A : If a stationary nucleus emits an ` alpha` -perticle , the de Broglie wavelengths of te daugther nucleus and the ` alpha`-perticle and equal .
R : The magnitudes of the linear moments of the daughter nucleus and the `alpha`-perticle are the same .

To solve the problem, we need to analyze the two statements provided: **Assertion (A)**: If a stationary nucleus emits an alpha particle, the de Broglie wavelengths of the daughter nucleus and the alpha particle are equal. **Reason (R)**: The magnitudes of the linear momenta of the daughter nucleus and the alpha particle are the same. ### Step-by-Step Solution: 1. **Understanding the Initial Condition**: - We start with a stationary nucleus, which means its initial momentum is zero.

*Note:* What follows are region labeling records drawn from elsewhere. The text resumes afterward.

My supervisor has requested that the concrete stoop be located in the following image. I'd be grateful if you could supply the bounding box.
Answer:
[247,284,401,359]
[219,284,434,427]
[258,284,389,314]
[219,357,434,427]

When it emits an alpha particle, the total momentum before emission must equal the total momentum after emission due to the conservation of momentum. 2. **Applying Conservation of Momentum**: - Let \( p_{\alpha} \) be the momentum of the emitted alpha particle and \( p_d \) be the momentum of the daughter nucleus. - According to the conservation of momentum: \[ 0 = p_{\alpha} + p_d \] - This implies: \[ p_{\alpha} = -p_d \] - Therefore, the magnitudes of the momenta are equal: \[ |p_{\alpha}| = |p_d| \] 3. **Relating Momentum to de Broglie Wavelength**: - The de Broglie wavelength \( \lambda \) is given by the formula: \[ \lambda = \frac{h}{p} \] - For the alpha particle: \[ \lambda_{\alpha} = \frac{h}{p_{\alpha}} \] - For the daughter nucleus: \[ \lambda_d = \frac{h}{p_d} \] - Since \( |p_{\alpha}| = |p_d| \), we can write: \[ \lambda_{\alpha} = \lambda_d \] 4. **Conclusion about the Statements**: - Since we have shown that the de Broglie wavelengths of the daughter nucleus and the alpha particle are equal, the assertion (A) is true. - We also established that the magnitudes of their momenta are equal, making the reason (R) true as well. 5. **Final Evaluation**: - Both statements A and R are true. Moreover, R provides a correct explanation for A, as the equality of the momenta leads directly to the equality of the de Broglie wavelengths. ### Final Answer: Both Assertion (A) and Reason (R) are true, and R is the correct explanation for A.